Courage Has No Color is the true story of the Triple Nickels, the first black paratroopers in WII, and winner of the NAACP Image Award Winner for Outstanding Literature for Youth/Teens. Stone tells the story of how these men paved the way for other black soldiers and how they integrated the army prior to Truman’s Executive Order. Stone did extensive research for this book and was able to piece together a story in full historical context over a span of ten years. Publisher’s Weekly called it “a captivating look at a small but significant piece of military and civil rights history.”

“In the world of fiction, my young adult novel in free verse, A Bad Boy Can Be Good for a Girl, deals with the tricky navigating of first love and sex, and how the choices a girl makes for herself in relationships shapes the path she takes,” said Stone. “That book, I am proud to say, was #6 on the national Top Ten Banned Books list last year!”

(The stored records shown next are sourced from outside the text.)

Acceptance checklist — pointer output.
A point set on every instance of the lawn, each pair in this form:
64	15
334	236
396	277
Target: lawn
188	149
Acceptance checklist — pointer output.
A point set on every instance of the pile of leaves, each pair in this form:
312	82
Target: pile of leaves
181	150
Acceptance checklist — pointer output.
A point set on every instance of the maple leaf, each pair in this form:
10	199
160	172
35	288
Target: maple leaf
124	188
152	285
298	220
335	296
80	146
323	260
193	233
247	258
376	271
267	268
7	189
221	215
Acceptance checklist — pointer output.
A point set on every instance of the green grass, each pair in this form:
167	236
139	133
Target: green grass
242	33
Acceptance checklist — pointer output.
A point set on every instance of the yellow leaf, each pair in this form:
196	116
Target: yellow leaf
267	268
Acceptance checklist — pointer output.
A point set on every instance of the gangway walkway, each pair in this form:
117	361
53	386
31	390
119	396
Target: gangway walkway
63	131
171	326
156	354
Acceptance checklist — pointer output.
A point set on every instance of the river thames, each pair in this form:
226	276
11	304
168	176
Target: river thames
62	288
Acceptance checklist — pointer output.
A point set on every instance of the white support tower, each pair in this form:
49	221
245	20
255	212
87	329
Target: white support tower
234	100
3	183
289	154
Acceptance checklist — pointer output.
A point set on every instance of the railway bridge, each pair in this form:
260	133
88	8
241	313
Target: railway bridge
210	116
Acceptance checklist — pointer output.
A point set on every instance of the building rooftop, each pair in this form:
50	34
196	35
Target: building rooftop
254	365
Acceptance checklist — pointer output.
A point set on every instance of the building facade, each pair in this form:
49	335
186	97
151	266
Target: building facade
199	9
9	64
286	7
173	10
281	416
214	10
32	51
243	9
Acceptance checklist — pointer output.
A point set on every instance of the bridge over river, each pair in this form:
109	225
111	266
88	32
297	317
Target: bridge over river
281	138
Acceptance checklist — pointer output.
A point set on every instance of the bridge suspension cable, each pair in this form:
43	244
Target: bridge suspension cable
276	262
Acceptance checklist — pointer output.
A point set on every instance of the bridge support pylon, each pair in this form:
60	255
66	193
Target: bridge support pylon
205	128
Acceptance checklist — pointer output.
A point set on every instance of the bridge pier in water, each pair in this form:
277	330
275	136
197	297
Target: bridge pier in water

A Bad Boy Can Be Good for a Girl doesn’t focus on great things that have been done by women or women of our history, but it contributes to the concept of women’s strength and self-awareness.

Stone’s literature, both fiction and non-fiction, describes and benefits women’s rights/empowerment and paints a more accurate image of race. She’s used her books to tell stories in history that deserve coverage, ones that people can read and remind themselves of the contributions both women and people of color have made to society.